Espagne: Sánchez réélu Premier ministre au milieu de grèves massives et de manifestations contre le génocide de Gaza

Jeudi, le Parti socialiste espagnol (PSOE) du Premier ministre Pedro Sanchez a renouvelé un gouvernement de coalition minoritaire avec la formation pseudo-de gauche Sumar composée de Podemos et de 14 autres partis pro-austérité. Cela fait suite à des mois de négociations entre le PSOE, Sumar et les nationalistes catalans et basques, après que le Parti populaire (PP) de droite a remporté une majorité relative des voix aux élections de juillet, sans pourtant réussir à former une majorité gouvernementale.

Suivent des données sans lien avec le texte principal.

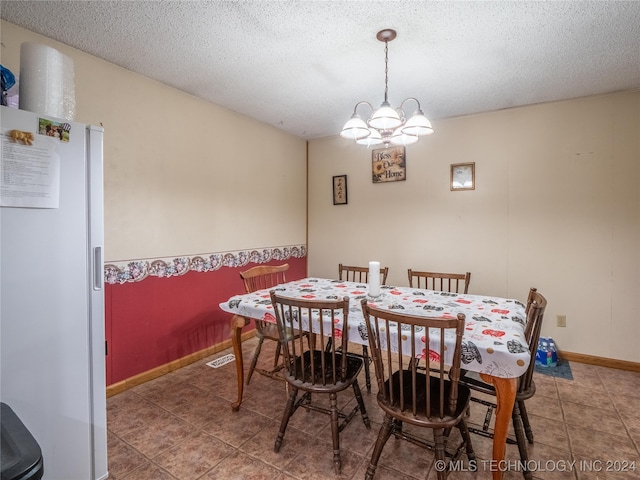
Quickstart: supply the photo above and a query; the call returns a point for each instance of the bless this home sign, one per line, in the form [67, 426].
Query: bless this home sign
[388, 165]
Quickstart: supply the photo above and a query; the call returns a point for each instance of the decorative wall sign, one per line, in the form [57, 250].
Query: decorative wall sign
[463, 176]
[340, 190]
[388, 165]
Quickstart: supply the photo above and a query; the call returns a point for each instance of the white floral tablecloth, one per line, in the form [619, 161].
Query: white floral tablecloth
[493, 341]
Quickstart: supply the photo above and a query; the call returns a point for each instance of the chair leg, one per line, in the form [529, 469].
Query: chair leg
[464, 432]
[525, 421]
[277, 356]
[367, 373]
[383, 436]
[335, 432]
[521, 440]
[438, 435]
[254, 360]
[288, 411]
[363, 410]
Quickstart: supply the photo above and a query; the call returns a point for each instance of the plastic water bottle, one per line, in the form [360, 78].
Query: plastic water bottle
[552, 354]
[547, 354]
[541, 353]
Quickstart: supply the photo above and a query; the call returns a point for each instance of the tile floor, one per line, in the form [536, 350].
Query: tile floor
[181, 427]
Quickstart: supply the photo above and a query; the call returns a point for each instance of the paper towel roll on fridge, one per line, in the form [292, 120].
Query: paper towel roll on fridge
[46, 81]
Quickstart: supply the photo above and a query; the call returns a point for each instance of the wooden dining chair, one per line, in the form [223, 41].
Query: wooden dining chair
[407, 395]
[320, 367]
[260, 278]
[442, 282]
[353, 273]
[536, 305]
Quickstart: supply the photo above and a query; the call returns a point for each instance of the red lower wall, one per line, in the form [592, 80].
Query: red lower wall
[157, 320]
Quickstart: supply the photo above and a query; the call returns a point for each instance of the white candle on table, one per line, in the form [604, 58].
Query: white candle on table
[374, 279]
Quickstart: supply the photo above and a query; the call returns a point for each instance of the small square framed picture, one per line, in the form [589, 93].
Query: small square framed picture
[340, 190]
[463, 176]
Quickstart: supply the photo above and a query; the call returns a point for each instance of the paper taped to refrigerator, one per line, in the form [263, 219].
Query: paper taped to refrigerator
[29, 174]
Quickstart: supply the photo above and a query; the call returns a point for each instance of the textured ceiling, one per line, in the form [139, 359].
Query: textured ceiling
[302, 65]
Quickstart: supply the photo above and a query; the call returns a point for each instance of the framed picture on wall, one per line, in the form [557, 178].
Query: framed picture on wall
[463, 176]
[388, 165]
[340, 190]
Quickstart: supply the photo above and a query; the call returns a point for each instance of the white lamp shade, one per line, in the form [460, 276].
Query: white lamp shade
[355, 129]
[401, 138]
[373, 139]
[418, 125]
[385, 118]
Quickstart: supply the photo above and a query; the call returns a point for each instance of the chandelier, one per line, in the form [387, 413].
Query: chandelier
[387, 125]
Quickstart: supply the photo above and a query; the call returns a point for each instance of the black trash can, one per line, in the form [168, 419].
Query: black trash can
[21, 454]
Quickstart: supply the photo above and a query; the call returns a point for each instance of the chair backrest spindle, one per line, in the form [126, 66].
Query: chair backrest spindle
[442, 282]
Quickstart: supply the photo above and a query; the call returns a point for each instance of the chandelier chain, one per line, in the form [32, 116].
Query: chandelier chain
[386, 70]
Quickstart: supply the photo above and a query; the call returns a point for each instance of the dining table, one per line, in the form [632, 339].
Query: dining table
[493, 344]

Le Premier ministre espagnol Pedro Sanchez (PSOE), deuxième à gauche, à côté du leader de Podemos Pablo Iglesias, deuxième à droite, et de la première vice-Première ministre Carmen Calvo, à gauche, au palais de la Moncloa à Madrid, le mardi 14 janvier 2020

Sánchez a été réélu avec 179 voix au parlement. Avec une majorité de 4 sièges sur les 350 sièges, son nouveau gouvernement sera faible, fragmenté et dépendant du soutien extérieur de six partis pour gouverner. Outre les 152 sièges du PSOE et de Sumar, Sánchez avait besoin du soutien de 7 députés de la Gauche de la République catalane, 6 d'Ensemble pour la Catalogne, 6 du Bildu indépendantiste basque, cinq du Parti nationaliste basque, un du Bloc nationaliste galicien et un de la Coalition canarienne.

Cent soixante-et-onze députés ont voté contre Sánchez, ceux du PP de droite et du parti néo-fasciste, le vote le plus élevé jamais enregistré contre un Premier ministre en exercice. Si les nationalistes catalans ou basques avaient voté contre Sánchez, il aurait été battu.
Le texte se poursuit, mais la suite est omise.